Erfahrungsgemäß spielt bei der Frage „Sell in May“ auch noch eine weitere Komponente mit rein – das sogenannte „Market Timing. Anleger“ wissen, es ist schwierig genug, den Markt korrekt zu timen, um mögliche Kurstaucher („Dips“) zu vermeiden. Aber als wäre das Verkaufen, bevor die Preise fallen, nicht schon schwierig genug, erfordert der zweite Teil der Weisheit ein „Comeback in September“ und damit müssten Anleger ebenfalls noch den richtigen Zeitpunkt für den Wiedereinstieg treffen. Beim Versuch, Market Timing zu betreiben, kommt es daher häufig vor, dass Renditepotenzial nicht vollständig ausgeschöpft wird. So zeigt die Studie der Bank of America weiter, dass wenn Anleger von Mai bis Oktober investiert geblieben wären, sie zwar eine schwächere Phase durchlaufen, allerdings immer noch positive Renditen erwirtschaftet hätten im Vergleich zu reinen Cash-Holdings.
Das aktuelle wirtschaftliche Umfeld kommt im Jahr 2023 erschwerend hinzu
Angesichts der besonderen Herausforderungen, denen sich die Weltwirtschaft aktuell gegenübersieht – darunter Rezessionsängste, der anhaltende Ukraine-Krieg sowie die drohende Zahlungsunfähigkeit der Vereinigten Staaten – könnte das Konzept des „Sell in May“ für Anleger in diesem Jahr besonders attraktiv erscheinen. Es ist jedoch wichtig zu bedenken, dass mit größeren Verkäufen häufig auch bedeutende Transaktionskosten und mögliche steuerliche Folgen verbunden sind.

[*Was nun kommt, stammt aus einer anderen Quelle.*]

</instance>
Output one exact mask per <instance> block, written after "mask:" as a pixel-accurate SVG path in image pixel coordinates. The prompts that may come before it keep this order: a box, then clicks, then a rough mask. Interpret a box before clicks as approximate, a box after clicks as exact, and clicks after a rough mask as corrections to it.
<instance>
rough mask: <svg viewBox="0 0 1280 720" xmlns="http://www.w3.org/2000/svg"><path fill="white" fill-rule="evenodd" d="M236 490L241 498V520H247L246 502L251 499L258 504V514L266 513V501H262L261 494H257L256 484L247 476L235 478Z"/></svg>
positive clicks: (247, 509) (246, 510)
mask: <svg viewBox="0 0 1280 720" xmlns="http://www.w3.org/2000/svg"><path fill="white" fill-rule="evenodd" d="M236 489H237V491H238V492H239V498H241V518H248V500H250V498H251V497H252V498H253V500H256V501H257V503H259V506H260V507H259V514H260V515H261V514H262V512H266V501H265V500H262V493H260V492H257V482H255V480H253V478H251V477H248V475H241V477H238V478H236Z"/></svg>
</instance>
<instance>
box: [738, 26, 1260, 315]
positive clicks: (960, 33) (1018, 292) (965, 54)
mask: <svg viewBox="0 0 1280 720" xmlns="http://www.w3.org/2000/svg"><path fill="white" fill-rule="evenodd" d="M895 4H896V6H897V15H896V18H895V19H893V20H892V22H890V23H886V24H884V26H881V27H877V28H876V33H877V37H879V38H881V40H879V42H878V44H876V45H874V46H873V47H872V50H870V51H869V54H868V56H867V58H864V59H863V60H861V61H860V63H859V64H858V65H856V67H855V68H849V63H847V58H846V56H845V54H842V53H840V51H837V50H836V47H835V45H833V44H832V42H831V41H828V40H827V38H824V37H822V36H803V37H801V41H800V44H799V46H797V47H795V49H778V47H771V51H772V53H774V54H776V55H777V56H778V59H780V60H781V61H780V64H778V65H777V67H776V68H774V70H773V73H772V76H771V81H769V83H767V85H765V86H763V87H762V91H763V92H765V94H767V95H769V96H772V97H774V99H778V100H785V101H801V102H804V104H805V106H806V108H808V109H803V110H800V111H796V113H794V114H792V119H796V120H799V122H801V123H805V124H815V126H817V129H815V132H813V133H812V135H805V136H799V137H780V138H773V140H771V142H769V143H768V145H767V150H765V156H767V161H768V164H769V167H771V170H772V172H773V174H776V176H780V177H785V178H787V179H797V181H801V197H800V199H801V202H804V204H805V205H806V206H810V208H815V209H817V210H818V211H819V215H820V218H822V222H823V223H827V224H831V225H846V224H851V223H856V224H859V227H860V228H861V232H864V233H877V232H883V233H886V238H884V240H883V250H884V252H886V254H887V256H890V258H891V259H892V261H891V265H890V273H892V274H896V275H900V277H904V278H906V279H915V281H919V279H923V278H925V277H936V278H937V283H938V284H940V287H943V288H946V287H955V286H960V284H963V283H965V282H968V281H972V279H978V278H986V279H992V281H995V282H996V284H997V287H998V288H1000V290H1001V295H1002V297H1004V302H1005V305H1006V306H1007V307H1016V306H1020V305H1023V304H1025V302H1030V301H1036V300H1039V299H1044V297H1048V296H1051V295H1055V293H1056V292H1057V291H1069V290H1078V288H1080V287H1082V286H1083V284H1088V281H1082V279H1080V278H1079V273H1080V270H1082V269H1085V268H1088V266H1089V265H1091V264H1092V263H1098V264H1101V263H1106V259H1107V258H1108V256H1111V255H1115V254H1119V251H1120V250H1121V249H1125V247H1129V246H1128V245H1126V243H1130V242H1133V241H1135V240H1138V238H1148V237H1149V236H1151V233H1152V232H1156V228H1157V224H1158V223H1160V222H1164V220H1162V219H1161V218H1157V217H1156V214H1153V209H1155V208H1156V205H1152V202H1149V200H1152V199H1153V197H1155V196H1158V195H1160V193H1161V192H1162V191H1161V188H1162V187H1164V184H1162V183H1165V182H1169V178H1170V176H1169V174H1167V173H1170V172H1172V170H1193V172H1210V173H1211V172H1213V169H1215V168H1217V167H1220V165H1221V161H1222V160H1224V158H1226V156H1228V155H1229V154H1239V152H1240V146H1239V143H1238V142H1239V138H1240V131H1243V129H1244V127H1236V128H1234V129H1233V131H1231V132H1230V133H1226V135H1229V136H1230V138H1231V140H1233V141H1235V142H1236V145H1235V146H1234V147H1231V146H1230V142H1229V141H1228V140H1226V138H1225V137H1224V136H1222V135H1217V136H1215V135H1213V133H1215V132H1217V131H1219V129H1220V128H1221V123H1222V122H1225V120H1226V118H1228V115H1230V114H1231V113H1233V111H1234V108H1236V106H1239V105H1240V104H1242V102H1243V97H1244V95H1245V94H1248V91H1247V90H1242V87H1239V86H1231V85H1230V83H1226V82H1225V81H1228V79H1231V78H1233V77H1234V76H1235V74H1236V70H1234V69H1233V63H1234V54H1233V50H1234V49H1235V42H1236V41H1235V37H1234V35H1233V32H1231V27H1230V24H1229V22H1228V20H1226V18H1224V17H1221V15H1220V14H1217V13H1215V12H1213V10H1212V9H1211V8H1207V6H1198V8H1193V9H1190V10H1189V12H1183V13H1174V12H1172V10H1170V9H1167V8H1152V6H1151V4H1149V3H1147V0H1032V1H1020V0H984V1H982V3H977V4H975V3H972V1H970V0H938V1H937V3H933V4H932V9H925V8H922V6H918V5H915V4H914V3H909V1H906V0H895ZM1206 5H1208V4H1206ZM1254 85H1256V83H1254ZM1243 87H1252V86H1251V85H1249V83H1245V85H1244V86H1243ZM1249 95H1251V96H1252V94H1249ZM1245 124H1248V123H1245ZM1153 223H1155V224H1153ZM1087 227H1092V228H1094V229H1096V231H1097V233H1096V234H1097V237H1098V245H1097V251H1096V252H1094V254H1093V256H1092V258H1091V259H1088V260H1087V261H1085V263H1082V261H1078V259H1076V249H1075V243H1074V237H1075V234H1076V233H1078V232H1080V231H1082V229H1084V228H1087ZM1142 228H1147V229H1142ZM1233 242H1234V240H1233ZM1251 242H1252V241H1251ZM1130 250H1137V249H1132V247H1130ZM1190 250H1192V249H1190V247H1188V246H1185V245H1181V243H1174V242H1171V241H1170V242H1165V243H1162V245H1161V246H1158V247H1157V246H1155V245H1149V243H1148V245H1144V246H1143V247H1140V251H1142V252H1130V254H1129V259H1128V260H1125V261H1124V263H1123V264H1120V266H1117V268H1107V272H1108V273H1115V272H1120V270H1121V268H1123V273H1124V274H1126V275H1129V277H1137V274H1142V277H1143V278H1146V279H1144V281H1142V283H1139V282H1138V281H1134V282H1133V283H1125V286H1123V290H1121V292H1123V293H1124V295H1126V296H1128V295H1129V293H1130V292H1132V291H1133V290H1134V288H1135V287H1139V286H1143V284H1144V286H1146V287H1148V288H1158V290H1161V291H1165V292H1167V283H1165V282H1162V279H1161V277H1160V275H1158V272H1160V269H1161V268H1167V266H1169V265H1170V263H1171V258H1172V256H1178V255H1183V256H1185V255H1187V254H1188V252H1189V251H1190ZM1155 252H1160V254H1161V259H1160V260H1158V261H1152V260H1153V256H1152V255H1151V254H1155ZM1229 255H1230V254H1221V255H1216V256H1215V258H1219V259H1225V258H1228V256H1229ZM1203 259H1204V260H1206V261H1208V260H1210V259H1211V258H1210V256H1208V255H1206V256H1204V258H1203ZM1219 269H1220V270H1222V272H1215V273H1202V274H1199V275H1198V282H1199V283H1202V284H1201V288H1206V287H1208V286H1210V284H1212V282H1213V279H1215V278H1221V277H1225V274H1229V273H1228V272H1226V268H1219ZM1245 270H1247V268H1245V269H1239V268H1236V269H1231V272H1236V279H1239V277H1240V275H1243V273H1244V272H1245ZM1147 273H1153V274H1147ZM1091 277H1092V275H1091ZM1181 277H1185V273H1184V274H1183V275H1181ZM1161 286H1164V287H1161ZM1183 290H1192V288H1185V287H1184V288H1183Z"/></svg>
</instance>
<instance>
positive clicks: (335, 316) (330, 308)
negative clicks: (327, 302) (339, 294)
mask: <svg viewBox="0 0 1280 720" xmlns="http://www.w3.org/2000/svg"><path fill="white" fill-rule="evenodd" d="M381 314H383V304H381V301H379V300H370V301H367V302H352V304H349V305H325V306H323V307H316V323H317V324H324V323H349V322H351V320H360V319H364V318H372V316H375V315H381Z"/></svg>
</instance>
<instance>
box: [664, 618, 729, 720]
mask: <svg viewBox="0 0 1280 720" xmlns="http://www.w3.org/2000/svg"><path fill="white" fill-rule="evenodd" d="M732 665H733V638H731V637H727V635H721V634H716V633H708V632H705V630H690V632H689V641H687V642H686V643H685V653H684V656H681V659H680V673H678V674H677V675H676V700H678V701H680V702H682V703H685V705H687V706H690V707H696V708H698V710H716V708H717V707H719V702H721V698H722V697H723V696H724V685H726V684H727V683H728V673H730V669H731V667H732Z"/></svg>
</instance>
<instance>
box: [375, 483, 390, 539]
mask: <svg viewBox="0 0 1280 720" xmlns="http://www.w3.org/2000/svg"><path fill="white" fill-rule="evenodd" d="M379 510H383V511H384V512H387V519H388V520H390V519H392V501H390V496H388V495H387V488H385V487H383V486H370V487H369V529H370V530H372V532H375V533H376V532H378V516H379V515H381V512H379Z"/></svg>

Die aktuelle geldpolitische Strategie der Zentralbanken ist stark geprägt vom Zinsanhebungszyklus. Die höheren Zinsen, die für Sparer erfreulich sind, stellen zugleich eine Herausforderung für einige Schuldner dar. Die Zinskosten für Kredite sind sowohl für Privatpersonen als auch für Unternehmen spürbar gestiegen, was wiederum einen deutlichen Effekt auf die Wirtschaftsaktivität hat.
Höhere Zinsen wirken sich auch auf die Bewertungen verschiedener Anlageklassen, wie Aktien und Obligationen, aus. So haben insbesondere Wachstumsaktien eine breit angelegte Kurskorrektur erlebt. Bei den Anleihen sinkt der heutige Wert (Barwert), da die Zinszahlungen mit einem höheren Zinssatz diskontiert werden müssen.
Welche Anlagemöglichkeiten bleiben Anlegern also noch?
Der Klassiker unter den strukturierten Produkten, die Aktienanleihe mit Barriere, spielt seine Stärken besonders in schwächeren Phasen an der Börse (Seitwärtsmarkt) aus. Sofern der Referenzpreis des Basiswerts während des Beobachtungszeitraums nicht unterhalb der Barriere, welche in jedem Fall niedriger als der Basispreis ist, liegt, erhalten Anleger zusätzlich zu dem jeweiligen Zinssatz den Nennbetrag. Aktienanleihen mit Barriere bieten somit die Möglichkeit, sowohl in seitwärts tendierenden sowie in leicht fallenden Märkten positive Renditen zu erwirtschaften. Eine mögliche Umsetzung gelingt beispielsweise mit kurzläufigen Aktienanleihen, mit einer Laufzeit von einem bis eineinhalb Jahren. Enstprechend ist das investierte Kapital in dem Produkt über einen überschaubaren Zeitraum gebunden.